Così il Consiglio di Stato accoglie l'appello proposto dall'Azienda speciale risorsa sociale Gera D'Adda e dal Comune di Spirano contro la sentenza con la quale il Tar Lombardia nel 2022 ha accolto in parte il ricorso di primo grado, proposto dalla Federazione italiana tabaccai e da un esercente, e conseguentemente ha annullato, con effetti limitati al “10 e lotto” e al “gratta e vinci”, le norme del regolamento approvato dal Comune in provincia di Brescia per il contrasto al fenomeno del gioco d’azzardo patologico derivante da forme di gioco lecito, che prevedono l’introduzione di fasce orarie (art. 5) e il divieto di installazione di apparecchi o distributori automatici all’esterno degli esercizi (art. 4, comma 4).
Secondo gli appellanti, il Tar Lombardia “sarebbe incorso nella violazione del principio della domanda e del principio di corrispondenza tra chiesto e pronunciato, di cui all’art. 112 c.p.c., laddove ha esaminato un complesso di questioni riconducibili al corretto esercizio in concreto del potere, ancorché dette questioni non fossero state individuate dalle parti ricorrenti. Alcune delle questioni esaminate dal giudice di primo grado non potrebbero nemmeno essere considerate implicite, non essendo connesse con nessuna delle censure espressamente formulate, le quali concernerebbero la delimitazione del perimetro del potere regolamentare esercitato dal Comune (dal cui ambito esulerebbero, secondo la prospettazione dei ricorrenti in primo grado i giochi del 'gratta e vinci' e del '10 e lotto')”.
Inoltre, “le amministrazioni appellanti hanno censurato i capi di sentenza con i quali è stata parzialmente accolta la domanda di annullamento degli atti impugnati.
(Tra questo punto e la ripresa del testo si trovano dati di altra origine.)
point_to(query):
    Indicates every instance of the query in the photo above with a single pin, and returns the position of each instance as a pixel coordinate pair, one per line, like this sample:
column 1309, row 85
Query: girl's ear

Sostengono che non siano condivisibili, nel merito, le considerazioni espresse nel paragrafo 21, che hanno portato all’annullamento delle limitazioni agli orari per i giochi in questione ('gratta e vinci'; '10 e lotto'), in quanto produttive solo dell’effetto di far confluire i giocatori sul gioco del lotto (che non è oggetto di regolamentazione).
Le considerazioni espresse dal Tar si porrebbero in contrasto con l’art. 50, comma 7, del Tuel, che, nella sua interpretazione evolutiva, porterebbe invece a riconoscere in capo ai Comuni il potere di regolamentare gli orari delle attività di gioco lecito per esigenze legate alla tutela della salute.
Evidenziano che le limitazioni orarie all’uso dei giochi hanno una funzione preventiva rispetto allo sviluppo delle c.d. 'ludopatie'; conseguentemente, l’applicazione di tali limitazioni orarie al '10 e lotto' e al 'gratta e vinci' sarebbe strettamente connessa al riconoscimento in capo ai Comuni del potere regolamentare di cui all’art. 50, comma 7, del d.lgs. n. 267/2000”.
In risposta all'appello, i giudici del Consiglio di Stato evidenziano che “dalla analisi della motivazione della sentenza impugnata emerge che il giudice di primo grado si è soffermato su argomentazioni e considerazioni che non trovano un riferimento, implicito o esplicito, nelle censure formulate dalle parti ricorrenti (in primo grado), il cui perimetro è quello sopra indicato; sulla base di tali argomentazioni e considerazioni, il Tar Brescia è pervenuto alla decisione di accogliere in parte la domanda di annullamento del regolamento impugnato (nei sensi sopra indicati).
La decisione di annullamento parziale del regolamento comunale è dunque affetta da vizio di ultrapetizione, in quanto il giudice di primo grado ha posto alla base della decisione di accoglimento parziale della domanda di annullamento censure non espressamente formulate dalle parti ricorrenti né desumibili in via deduttiva dai vizi denunciati”.